EL VUELO A NY


Mi asiento era el C-9, en ventanilla. Ya estaba sentado y con el equipaje de mano en su compartimento cuando en el C-8 se sentó un hombre con problemas de obesidad. Era un norteamericano que educadamente me preguntó si tenía inconveniente en levantar el apoyabrazos que separaba nuestros asientos. Era tal su volumen que ocupó su plaza y parte de la mía, con lo que quedé casi aplastado contra la ventanilla. Por delante diez horas hasta llegar a Nueva York. Tenía cara de buena persona, de suerte que cuando me pidió disculpas por la incomodidad, no pude más que sonreírle quitándole importancia.

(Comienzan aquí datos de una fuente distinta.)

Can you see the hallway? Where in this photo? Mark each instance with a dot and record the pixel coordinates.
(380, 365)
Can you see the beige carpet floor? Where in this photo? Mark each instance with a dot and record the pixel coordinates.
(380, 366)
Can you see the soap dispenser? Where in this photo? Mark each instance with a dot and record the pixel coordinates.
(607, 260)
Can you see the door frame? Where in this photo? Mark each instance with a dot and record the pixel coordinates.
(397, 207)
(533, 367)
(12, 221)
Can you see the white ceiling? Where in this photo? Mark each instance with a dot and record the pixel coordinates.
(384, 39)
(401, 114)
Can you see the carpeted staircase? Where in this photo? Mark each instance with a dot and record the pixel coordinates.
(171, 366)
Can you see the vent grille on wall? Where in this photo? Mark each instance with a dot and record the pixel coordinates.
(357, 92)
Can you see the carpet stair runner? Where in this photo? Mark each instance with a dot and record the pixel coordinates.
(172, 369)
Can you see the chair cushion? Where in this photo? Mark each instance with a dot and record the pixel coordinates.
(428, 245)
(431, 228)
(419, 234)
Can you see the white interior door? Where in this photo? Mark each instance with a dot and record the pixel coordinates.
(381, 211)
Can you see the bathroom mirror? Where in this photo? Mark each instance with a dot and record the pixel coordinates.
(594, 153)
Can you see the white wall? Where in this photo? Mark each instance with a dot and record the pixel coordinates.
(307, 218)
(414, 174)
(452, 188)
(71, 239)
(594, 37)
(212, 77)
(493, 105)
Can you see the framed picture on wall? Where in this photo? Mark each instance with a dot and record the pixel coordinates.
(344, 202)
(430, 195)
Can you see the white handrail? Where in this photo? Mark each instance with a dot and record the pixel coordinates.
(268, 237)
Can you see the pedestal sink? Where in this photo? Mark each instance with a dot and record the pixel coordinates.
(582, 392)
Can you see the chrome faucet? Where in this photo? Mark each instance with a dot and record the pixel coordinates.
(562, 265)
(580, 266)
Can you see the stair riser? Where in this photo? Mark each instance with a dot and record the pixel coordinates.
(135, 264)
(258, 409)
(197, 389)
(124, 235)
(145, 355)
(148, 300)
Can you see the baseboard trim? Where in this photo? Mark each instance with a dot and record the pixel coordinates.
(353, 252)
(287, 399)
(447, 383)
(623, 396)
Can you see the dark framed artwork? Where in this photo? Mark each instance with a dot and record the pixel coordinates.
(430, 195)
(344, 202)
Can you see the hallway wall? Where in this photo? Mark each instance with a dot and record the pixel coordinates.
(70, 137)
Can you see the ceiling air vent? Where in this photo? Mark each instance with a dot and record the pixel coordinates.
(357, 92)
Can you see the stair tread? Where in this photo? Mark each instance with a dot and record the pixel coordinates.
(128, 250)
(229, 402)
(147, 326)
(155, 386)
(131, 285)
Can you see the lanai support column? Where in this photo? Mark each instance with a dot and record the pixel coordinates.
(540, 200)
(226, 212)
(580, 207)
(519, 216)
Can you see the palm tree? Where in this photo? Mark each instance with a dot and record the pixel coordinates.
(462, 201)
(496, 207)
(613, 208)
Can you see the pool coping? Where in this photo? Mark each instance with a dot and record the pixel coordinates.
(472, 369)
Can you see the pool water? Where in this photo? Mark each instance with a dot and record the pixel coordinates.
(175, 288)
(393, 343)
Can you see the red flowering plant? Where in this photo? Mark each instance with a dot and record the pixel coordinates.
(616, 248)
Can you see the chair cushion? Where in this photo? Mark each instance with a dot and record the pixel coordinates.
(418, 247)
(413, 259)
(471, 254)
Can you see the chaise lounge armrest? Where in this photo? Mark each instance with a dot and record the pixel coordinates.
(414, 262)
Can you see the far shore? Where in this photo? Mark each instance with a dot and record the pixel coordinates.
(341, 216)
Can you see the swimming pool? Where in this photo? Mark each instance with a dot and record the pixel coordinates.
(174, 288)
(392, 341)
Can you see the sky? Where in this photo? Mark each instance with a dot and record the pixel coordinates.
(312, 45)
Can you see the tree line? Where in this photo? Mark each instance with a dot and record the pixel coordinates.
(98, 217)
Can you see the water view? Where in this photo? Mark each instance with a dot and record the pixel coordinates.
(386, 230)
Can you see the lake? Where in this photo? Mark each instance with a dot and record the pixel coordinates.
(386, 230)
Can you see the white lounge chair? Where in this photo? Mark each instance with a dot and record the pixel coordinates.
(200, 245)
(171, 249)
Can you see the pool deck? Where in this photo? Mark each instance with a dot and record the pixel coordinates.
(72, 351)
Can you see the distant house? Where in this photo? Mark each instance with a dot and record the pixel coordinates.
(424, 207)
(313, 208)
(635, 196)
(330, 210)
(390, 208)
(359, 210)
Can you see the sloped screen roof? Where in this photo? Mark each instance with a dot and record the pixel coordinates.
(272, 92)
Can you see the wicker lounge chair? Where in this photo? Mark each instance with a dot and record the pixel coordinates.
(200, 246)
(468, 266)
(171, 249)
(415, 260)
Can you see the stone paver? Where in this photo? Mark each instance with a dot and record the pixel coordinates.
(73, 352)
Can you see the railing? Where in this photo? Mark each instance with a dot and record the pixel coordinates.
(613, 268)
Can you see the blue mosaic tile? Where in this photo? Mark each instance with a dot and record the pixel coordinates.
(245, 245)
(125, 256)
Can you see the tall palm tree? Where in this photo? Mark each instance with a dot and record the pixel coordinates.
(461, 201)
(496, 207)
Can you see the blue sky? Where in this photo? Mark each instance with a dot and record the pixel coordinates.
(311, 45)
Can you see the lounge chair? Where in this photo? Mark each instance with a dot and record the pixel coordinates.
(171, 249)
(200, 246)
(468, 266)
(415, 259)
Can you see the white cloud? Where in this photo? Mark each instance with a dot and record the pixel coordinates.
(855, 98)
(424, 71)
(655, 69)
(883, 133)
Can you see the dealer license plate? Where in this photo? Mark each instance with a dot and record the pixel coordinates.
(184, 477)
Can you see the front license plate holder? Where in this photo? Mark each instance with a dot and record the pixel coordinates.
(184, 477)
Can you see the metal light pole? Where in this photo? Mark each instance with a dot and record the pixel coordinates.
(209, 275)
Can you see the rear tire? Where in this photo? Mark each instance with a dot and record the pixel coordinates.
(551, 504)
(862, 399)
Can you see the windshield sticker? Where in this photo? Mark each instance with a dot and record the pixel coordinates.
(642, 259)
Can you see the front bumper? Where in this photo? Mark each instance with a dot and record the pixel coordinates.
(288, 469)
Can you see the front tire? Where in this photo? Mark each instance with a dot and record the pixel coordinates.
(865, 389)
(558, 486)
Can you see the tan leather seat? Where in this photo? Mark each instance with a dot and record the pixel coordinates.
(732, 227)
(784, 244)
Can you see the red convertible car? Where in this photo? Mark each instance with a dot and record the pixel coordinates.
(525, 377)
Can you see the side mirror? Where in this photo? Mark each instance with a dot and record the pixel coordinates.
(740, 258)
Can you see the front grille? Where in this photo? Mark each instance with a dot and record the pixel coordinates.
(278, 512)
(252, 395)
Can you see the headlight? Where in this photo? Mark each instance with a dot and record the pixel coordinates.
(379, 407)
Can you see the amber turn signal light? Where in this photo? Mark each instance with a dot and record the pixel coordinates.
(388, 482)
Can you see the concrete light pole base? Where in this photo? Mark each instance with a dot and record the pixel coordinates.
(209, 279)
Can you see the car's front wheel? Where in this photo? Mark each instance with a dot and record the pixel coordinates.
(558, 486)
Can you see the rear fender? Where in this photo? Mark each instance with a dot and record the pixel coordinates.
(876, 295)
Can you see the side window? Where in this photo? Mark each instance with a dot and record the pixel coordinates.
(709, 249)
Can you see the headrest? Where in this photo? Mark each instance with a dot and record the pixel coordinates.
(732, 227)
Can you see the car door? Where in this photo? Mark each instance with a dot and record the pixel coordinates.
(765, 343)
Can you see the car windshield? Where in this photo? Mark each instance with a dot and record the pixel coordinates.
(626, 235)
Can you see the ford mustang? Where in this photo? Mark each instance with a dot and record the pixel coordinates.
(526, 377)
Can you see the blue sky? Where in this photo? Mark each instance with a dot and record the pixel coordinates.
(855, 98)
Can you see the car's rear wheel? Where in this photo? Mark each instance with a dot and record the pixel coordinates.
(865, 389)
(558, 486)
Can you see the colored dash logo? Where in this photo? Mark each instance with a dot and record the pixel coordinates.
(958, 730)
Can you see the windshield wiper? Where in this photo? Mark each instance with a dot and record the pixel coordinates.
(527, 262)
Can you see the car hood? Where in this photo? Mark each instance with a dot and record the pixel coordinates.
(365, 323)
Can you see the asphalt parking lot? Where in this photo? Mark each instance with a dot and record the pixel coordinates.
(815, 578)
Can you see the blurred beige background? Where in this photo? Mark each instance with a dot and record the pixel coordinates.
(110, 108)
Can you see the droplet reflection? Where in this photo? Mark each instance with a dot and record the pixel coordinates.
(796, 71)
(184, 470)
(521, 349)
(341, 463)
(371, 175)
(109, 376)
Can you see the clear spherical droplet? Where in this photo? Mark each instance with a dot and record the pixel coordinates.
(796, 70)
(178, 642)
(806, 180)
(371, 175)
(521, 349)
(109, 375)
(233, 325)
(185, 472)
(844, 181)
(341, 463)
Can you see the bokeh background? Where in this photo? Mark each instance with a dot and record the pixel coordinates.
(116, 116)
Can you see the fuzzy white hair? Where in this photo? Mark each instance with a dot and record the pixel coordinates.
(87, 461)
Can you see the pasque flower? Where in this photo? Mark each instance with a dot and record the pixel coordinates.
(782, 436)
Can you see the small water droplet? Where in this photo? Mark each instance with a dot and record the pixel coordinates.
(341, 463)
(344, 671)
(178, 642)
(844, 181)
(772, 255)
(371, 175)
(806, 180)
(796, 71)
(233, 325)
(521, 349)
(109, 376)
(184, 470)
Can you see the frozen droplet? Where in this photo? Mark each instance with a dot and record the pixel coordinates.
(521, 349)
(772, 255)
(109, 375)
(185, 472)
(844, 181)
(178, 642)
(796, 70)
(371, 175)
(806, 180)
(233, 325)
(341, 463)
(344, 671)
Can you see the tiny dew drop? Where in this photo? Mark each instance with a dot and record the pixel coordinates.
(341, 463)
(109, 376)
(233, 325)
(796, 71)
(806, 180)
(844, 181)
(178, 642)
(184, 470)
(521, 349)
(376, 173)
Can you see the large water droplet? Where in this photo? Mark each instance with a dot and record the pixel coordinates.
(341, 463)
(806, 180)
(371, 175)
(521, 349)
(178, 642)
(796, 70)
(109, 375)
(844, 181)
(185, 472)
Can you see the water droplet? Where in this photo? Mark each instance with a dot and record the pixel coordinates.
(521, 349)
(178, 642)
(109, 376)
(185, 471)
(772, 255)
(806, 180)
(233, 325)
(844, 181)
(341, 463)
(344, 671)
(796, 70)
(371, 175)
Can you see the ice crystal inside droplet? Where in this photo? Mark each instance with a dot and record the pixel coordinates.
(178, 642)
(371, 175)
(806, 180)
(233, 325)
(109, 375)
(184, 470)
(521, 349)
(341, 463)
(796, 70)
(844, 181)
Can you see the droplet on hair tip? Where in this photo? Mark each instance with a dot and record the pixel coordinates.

Durante el vuelo quise dormirme para acortar aquel suplicio. Quedé profundamente dormido, más por la falta de aire en mis pulmones que por cansancio, hasta el punto de no despertar a pesar de las turbulencias sobre el Atlántico. Una de ellas tuvo que ser especialmente fuerte porque cuando desperté, me encontré recostado sobre mi acompañante, con la cabeza apoyada en su blanda barriga, igual que un niño, babeando sobre la pernera de su pantalón.
Le pedí disculpas recomponiéndome en mi asiento. Durante el viaje no hablamos, tan sólo intercambiamos un par de disculpas, pero debo decir que fue uno de los mejores vuelos de mi vida. Cuando la azafata anunció la llegada al aeropuerto JFK me dio hasta pena. Fue maravilloso.